Les vidanges de l'amour
Ainsi les garçons se branlent ensemble, font l'amour ou se provoquent. "Courage mon vieux, si tu veux me sucer vas-y, ça ne me dérange pas", lance Henri à François qui s'approche de son lit en pleine nuit. Ce dernier, alter ego du réalisateur, qui passa lui aussi par la case internat, comprend que son désir l'attire inexorablement du côté des hommes. "Je suis pédé", se répète-t-il face à un miroir dans une des scènes cultes du film.

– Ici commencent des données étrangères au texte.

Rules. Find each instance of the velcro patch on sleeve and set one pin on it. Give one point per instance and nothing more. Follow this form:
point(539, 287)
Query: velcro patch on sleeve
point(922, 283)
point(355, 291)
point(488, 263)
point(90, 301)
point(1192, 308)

Au centre de ces désirs masculins en ébullition, Maïté, la petite amie de François. La jeune femme attire Serge ("Quand tu me regardes, j'ai l'impression de voir ta tête entre mes jambes"), est courtisée par Henri et craint de se détacher de son amoureux. "Je t'aime François, car tu ne seras jamais un ennemi pour moi quoique tu fasses", lui dit-elle après le coming out du jeune homme. Elle aussi sent le monde trembler sous ses pieds, et le désir l'éloigner inexorablement de l'enfance. Tous approchent d'un point de bascule, qu'il s'agisse de leur sexualité ou de leur avenir. De l'aveu d'André Téchiné, les comédiens ont pu improviser et participer à la conception de leur personnage. En résulte l'expression de sentiments complexes, de contradictions internes interprétées avec naturel, loin des figures archétypales de certains personnages d'adolescents.
La guerre d'Algérie
Mais Les Roseaux sauvages ont à l'origine été pensés par le réalisateur comme un film sur la Guerre d'Algérie. Rien d'étonnant quand on sait qu'André Téchiné a souvent évoqué les conflits armés dans son cinéma : la Première Guerre mondiale dans Nos années folles, la Seconde dans Les Égarés, la guerre au Mali dans Les Âmes soeurs… Si le film semble prendre le parti de l'indépendance du pays à travers les personnages du frère, militaire, de Serge, de Maïté et de sa mère, professeure communiste, il met également en scène un jeune pied-noir, Henri, qui vit très mal son arrivée en métropole. En abordant les difficultés rencontrées par la mère du garçon, qui s'est installée à Marseille où elle vit dans la précarité, André Téchiné donne au spectateur des éléments pour expliquer le mal-être du lycéen, et la radicalité de ses positions politiques.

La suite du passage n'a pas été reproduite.